Intel president and CEO Paul Otellini issued the following statement regarding the EC decision on Intel's business practices:

"Intel takes strong exception to this decision. We believe the decision is wrong and ignores the reality of a highly competitive processor marketplace characterized by constant innovation, improved product performance and lower prices. There has been absolutely zero harm to consumers. Intel will appeal."

"We do not believe our practices violated European law. The natural result of a competitive market with only two major suppliers is that when one company wins sales, the other does not. The Directorate General for Competition of the Commission ignored or refused to obtain significant evidence that contradicts the assertions in this decision. We believe this evidence shows that when companies perform well the market rewards them, when they do not perform the market acts accordingly."

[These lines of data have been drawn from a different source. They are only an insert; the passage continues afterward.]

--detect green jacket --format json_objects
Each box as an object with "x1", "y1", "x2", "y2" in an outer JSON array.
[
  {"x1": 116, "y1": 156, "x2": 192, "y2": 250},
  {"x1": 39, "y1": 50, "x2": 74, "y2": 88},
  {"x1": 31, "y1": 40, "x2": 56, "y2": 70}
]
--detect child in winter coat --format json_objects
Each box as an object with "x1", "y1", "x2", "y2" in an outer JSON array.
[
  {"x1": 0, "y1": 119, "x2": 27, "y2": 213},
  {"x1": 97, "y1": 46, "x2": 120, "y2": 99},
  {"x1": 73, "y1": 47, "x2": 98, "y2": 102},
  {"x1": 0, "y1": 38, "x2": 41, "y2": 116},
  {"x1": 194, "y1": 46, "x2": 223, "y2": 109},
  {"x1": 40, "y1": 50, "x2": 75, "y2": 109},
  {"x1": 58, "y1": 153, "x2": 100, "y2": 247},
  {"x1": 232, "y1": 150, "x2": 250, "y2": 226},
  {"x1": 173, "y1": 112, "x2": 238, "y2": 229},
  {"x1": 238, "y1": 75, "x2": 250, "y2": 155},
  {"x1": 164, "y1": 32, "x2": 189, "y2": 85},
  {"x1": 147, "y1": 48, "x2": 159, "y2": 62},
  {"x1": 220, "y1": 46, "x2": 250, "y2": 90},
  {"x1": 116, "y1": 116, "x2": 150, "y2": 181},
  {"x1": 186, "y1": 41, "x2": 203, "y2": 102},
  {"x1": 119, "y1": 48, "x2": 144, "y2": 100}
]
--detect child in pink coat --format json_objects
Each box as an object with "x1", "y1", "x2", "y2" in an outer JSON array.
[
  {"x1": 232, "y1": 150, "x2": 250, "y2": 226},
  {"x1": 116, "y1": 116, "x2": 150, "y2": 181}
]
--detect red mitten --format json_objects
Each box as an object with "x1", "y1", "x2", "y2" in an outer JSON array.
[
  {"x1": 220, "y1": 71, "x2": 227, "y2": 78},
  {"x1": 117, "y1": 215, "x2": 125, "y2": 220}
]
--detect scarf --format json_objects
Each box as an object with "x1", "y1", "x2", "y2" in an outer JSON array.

"Intel never sells products below cost. We have however, consistently invested in innovation, in manufacturing and in developing leadership technology. The result is that we can discount our products to compete in a highly competitive marketplace, passing along to consumers everywhere the efficiencies of being the world's leading volume manufacturer of processors."

"Despite our strongly held views, as we go through the appeals process we plan to work with the Commission to ensure we are in compliance with their decision."

AMD president and CEO Dirk Meyer was also quick to comment on the decision saying, "Today's ruling is an important step toward establishing a truly competitive market and AMD has consistently been a technology innovation leader and we are looking forward to the move from a world in which Intel ruled, to one which is ruled by customers."

"After an exhaustive investigation, the EU came to one conclusion – Intel broke the law and consumers were hurt," said Tom McCoy, AMD executive vice president for legal affairs. "With this ruling, the industry will benefit from an end to Intel's monopoly-inflated pricing and European consumers will enjoy greater choice, value and innovation."

AMD also pointed out that in the US, the US Federal Trade Commission (FTC) and New York Attorney General's office is also investigating Intel for abuses of its monopoly position. Meanwhile, in 2005, AMD filed private litigation in the US District Court of Delaware, which is scheduled for trial in spring 2010.